Cowboy Steak with Chimichurri Sauce
From simplyrecipes.com; serves 3-4
- 1 2-pound cowboy steak
For the chimichurri sauce and marinade:
- 1½ cups firmly packed fresh flat-leaf parsley, trimmed of thick stems
- 4-6 garlic cloves
- 3 tablespoons fresh oregano leaves
- 3 tablespoons red or white wine vinegar
- ¾ cup olive oil
- 1½ teaspoon sea salt
- ½ teaspoon red pepper flakes
- ¼ teaspoon freshly ground black pepper
Make the chimichurri sauce and marinade: Finely chop the parsley, garlic, and oregano (can do with a food processor); place in a small bowl. Stir in the vinegar, oil, salt, pepper, and red pepper flakes.
Set aside 2/3 of the sauce for serving with the steak (cover with plastic wrap and let sit at room temperature).
Marinate the steak: Place steak in a bowl or large zippered bag. Take about a third of the prepared chimichurri sauce and coat the steak. Cover completely with plastic wrap or remove air from zippered bag and secure close. Let steak marinate for several hours.
Remove steak from refrigerator 2 hours before cooking so that it gets close to room temperature. Right before cooking, wipe off marinade from steak and sprinkle steak generously with salt and pepper.
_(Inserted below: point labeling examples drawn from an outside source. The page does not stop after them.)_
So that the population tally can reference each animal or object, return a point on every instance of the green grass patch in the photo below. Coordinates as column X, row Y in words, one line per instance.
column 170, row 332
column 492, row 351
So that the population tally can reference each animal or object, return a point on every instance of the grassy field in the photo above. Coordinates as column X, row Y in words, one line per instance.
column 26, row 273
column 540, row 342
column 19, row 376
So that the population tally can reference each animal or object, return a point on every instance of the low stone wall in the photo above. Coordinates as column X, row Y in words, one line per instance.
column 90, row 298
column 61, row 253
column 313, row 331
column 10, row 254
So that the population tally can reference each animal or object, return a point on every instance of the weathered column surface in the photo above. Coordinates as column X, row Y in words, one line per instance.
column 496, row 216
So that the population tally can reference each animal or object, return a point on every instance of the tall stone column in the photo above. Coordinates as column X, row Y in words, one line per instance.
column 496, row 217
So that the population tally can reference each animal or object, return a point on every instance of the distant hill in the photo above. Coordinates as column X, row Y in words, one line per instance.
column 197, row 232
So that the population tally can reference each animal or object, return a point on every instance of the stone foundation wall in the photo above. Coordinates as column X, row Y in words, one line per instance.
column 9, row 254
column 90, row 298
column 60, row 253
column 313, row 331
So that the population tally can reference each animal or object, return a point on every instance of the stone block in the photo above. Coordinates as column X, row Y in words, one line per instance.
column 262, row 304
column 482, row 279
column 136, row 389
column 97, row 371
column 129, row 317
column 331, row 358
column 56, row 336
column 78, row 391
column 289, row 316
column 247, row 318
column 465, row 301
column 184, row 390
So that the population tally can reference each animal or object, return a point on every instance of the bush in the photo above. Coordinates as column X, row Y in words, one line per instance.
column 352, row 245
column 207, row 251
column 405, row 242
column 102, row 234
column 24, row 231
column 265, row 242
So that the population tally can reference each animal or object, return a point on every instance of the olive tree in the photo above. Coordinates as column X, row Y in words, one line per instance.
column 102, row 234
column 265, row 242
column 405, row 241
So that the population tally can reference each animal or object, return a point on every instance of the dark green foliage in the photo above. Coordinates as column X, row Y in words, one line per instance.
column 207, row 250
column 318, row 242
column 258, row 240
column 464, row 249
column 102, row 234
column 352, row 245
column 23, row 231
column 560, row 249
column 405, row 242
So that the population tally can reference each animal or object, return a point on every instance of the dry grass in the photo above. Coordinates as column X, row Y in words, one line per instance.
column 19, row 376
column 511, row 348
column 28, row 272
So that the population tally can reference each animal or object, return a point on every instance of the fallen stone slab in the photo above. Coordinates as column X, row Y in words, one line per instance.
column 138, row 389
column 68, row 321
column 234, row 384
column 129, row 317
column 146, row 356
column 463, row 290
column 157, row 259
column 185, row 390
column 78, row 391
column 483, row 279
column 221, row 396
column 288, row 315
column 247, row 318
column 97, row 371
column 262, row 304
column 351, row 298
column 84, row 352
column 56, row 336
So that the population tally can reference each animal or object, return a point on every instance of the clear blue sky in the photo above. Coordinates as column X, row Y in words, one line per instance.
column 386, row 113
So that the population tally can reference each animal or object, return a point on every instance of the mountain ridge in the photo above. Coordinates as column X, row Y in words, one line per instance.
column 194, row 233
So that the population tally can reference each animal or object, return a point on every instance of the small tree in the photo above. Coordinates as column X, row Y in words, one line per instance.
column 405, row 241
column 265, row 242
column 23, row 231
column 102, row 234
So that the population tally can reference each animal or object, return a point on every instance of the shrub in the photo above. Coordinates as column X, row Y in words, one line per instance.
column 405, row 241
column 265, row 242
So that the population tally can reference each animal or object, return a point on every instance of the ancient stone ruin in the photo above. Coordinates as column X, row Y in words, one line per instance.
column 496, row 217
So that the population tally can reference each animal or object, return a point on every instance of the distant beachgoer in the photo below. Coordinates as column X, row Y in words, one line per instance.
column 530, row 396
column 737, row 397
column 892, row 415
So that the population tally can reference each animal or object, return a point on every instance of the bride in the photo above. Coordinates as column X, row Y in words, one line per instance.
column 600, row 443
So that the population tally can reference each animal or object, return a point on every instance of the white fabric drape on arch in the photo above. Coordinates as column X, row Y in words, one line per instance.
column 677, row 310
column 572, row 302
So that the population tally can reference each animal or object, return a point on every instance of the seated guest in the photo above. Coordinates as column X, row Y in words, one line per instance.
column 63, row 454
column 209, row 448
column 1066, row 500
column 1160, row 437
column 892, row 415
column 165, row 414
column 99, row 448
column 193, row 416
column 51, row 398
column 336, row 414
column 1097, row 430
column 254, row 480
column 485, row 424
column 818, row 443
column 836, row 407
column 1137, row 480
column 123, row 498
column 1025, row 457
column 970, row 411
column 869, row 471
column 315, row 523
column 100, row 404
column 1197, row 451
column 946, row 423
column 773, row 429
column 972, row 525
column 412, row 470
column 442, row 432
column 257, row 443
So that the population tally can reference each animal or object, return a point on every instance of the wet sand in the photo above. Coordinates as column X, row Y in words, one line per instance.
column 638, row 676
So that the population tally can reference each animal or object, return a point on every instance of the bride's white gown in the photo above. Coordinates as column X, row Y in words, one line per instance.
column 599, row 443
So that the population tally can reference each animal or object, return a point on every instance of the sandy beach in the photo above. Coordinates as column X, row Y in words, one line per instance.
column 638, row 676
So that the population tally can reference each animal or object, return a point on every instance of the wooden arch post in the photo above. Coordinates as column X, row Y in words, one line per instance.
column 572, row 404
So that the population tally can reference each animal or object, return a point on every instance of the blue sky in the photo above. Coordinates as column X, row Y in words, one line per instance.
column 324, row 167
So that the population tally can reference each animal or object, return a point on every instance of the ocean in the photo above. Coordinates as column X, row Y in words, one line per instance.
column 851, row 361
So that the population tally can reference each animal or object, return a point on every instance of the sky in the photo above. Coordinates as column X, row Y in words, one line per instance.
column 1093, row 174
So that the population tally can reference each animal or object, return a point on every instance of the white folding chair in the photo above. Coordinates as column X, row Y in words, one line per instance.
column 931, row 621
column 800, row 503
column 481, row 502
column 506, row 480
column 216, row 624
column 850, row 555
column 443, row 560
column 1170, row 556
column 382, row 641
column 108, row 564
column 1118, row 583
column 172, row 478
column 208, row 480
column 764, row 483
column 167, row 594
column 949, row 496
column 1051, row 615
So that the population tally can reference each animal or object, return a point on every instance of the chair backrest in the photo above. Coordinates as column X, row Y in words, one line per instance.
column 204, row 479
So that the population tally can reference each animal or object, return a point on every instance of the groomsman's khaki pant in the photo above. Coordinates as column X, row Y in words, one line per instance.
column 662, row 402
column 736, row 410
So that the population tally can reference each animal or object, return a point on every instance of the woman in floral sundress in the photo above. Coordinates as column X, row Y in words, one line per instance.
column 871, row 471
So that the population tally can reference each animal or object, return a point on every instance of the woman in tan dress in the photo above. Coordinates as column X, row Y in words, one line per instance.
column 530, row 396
Grill the steak: Prepare grill so that one side has high, direct heat and another side has indirect heat. Brush grill grates with vegetable oil. Place steak first on the side of the grill with high, direct heat, so that it sears. Grill for 1 to 2 minutes on each side, enough to brown the meat.
Then transfer the steak to the indirect heat side of the grill. Cover the grill; try to maintain a grill temperature of 350 degrees. Cook for 5 to 10 minutes (or more) until the steak is cooked to your desired level of doneness. For rare, pull the meat off the grill at an internal temp of 120 degrees; for medium rare, 125-130 degrees.
Remove the meat to a plate and cover with aluminum foil. Let rest for 5 minutes before serving.
Stovetop and oven directions: Preheat oven to 350 degrees. Heat a large cast-iron skillet on medium-high to high heat. Hold the steak fat-side down to render a little of the fat into the pan. Then sear each side until nicely browned, about a minute or two each.
Transfer the steak (if using a cast iron pan, can place the whole pan in the oven) to the oven to finish to desired doneness, anywhere from 5 to 15 minutes, depending on the thickness and size of the steak and how well done you like it. For rare, pull the meat out of the oven at an internal temp of 120 degrees; for medium-rare, 125 to 130 degrees.
Remove the meat to a plate and cover with aluminum foil. Let rest for 5-10 minutes before serving.
Serve steak with remaining chimichurri sauce.